Hate Eternal does a lot of touring. Have you noticed the effects of the recession on your crowds at shows over the past couple years?
Sure. It's definitely tough. People are buying less merch because people have less money. A lot of people aren't even going to shows. They can't afford it. Album sales are down because of illegal downloading and whatnot, and people don't have as much money to buy CDs. That means bands aren't making money off of that, and the music business is taking a hit. If you look at Billboard Top 200 chart, if you sell a couple thousand records you can get on there. Back in the nineties, it took a lot more than 2500 records to get into the top 200. So things have changed, sales are down.

The music business is hurting and the economy is hurting, and when you put those two things together, it's a whopper. I see it from all angles. I see it from bands that are signing record deals and coming to the studio with much smaller budgets than a few years ago. Merch sales are down universally. It's tough to be in the music biz right now, but I'm one of those guys that's a survivor. I survive through whatever. I always try to be five steps ahead and look toward the future and have a backup plan. What's it going to take to solve the problems in the music business? I have no idea. I guess we'll find out.

It also seems there are a lot more bands on every tour, instead of just a headliner and an opening act. That has to be taking money out of your pocket, too.
That's what's tough. Nobody was really making a lot of money in the first place, and now it's been cut more and more. If you want a killer package, you have to have more bands. A lot of booking agents now are doing door deals. They aren't even giving budgets, because times are tough. To be in a band now is very, very difficult. You have to know what you're dealing with.

You have the production side of things you can fall back on. What have you been working on lately?
I worked on the new Agnostic Front record. I also produced the Madball album last year. It was really awesome to do two legendary hardcore bands. I also produced some songs for the Mountain Goats, who are an indie rock band. It's something totally different for me as a producer. I also tracked some drums for the new Morbid Angel record, mixed Abysmal Dawn, mixed Cannabis Corpse. I did a lot of stuff last year.

I love producing and engineering. It's something I've always wanted to do. I went to school in New York City for engineering many years ago, and the fact that I'm actually putting that to use is awesome.
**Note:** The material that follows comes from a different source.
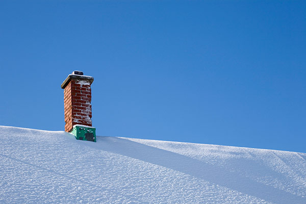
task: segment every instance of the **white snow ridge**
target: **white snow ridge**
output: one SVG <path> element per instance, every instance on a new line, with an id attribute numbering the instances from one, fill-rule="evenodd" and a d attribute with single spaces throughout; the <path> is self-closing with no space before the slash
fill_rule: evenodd
<path id="1" fill-rule="evenodd" d="M 0 203 L 306 203 L 306 154 L 0 126 Z"/>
Is there anything you can bring to Hate Eternal by working with indie rock and hardcore type bands?
Not musically speaking, but from a production standpoint I learn something new on every record. The interesting thing about working with Agnostic Front and Madball was when it came to the vocals, there was a lot more variance in vocal styles than in a death metal song. I was able to do a lot of different things to capture different emotions and things like that.

You can never learn enough. And in recording the Madball and Agnostic Front and Mountain Goat albums, I not only learned a lot about recording other styles of music, but I learned a lot about myself and what I'm capable of doing. It was awesome all around. The records came out really great.

How was the Morbid Angel recordings?
I only recorded six songs because of time restraints, plus they recorded at four different studios. They wanted to do some different things. The songs I recorded were awesome. I thought they were great. It was a great experience to record with my old bandmates. We had a good time, but worked our asses off. We talked about the good old days and old times. It was a rewarding experience. Even though I've been out of the band for 8 or 9 years, I always feel like I'm part of Morbid Angel, and I guess I always will, because I spent a lot of time with them in my career. It was a very important time. They will always be family to me. It was great to be part of a Morbid record in a different context.